All societies have their myths and one of the most prevalent in the West is the myth of the noble savage. It is as old as Tacitus who praised the free Germans over the civilised but decadent Romans. In the sixteenth century, Frenchman Michael de Montaigne wrote a famous essay favourably comparing New World cannibals to his own countrymen. Today, the myth is as powerful as ever with quaint ideas that Australian aborigines are uniquely attuned to the natural world (ideas that the aborigines, who have good lawyers and want their land back, do much to promote). The pop star Sting gave a huge chunk of virgin rain forest to some Amazonian Indians fondly imagining that they would turn it into some latter-day Eden.
It’s all codswallop, of course, and goes to demonstrate that even the most secular of societies has articles of faith ungrounded in evidence. The aborigines deforested vast amounts of Australia, reducing it to desert, while also wiping out almost all that continent’s large animals.
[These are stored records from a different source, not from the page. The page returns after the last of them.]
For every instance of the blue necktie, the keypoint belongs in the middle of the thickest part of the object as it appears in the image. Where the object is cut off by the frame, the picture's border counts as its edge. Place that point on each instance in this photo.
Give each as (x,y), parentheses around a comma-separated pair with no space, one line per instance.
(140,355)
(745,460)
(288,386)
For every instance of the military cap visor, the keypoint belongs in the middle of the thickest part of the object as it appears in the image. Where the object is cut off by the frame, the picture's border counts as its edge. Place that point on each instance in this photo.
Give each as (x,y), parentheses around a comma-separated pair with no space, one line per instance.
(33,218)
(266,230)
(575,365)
Native Americans did the same thing and, incidentally, very nearly killed off the Buffalo too. As for Sting’s donation, the beneficiaries promptly took up logging and mining on an industrial scale.
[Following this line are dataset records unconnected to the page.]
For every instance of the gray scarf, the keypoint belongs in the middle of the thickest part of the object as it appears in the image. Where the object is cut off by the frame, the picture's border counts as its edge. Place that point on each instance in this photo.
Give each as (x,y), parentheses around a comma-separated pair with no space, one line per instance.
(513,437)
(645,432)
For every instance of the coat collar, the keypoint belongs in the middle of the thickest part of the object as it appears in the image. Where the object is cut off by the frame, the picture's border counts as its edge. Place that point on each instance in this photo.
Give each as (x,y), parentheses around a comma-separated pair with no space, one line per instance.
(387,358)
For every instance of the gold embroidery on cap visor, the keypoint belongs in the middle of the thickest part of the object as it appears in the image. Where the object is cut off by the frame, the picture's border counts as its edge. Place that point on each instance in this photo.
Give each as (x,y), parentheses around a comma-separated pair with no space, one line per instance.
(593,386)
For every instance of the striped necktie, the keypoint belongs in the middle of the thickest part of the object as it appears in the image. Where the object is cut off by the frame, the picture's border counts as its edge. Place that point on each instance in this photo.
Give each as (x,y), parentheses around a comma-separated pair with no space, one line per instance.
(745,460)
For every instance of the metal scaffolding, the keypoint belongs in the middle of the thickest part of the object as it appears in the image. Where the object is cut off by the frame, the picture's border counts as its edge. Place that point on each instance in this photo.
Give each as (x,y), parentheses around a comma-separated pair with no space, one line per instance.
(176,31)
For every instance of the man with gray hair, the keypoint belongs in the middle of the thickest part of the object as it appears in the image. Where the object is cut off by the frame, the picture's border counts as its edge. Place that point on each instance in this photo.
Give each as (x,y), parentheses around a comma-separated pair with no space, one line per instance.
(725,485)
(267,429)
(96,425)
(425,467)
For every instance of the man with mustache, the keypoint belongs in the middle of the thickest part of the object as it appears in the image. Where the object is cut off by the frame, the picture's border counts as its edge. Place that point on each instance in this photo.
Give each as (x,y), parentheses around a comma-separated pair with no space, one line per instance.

Anyone who wants to be disabused of the noble savage myth should read the second chapter of Jared Diamond’s latest opus Collapse. There he recounts how the denizens of Easter Island destroyed every last tree until they could not even built the canoes they needed to escape. Environmental destruction is not a crime unique to Western civilisation. We may be very good at it, but unlike so many people through history, at least we recognise what we are doing.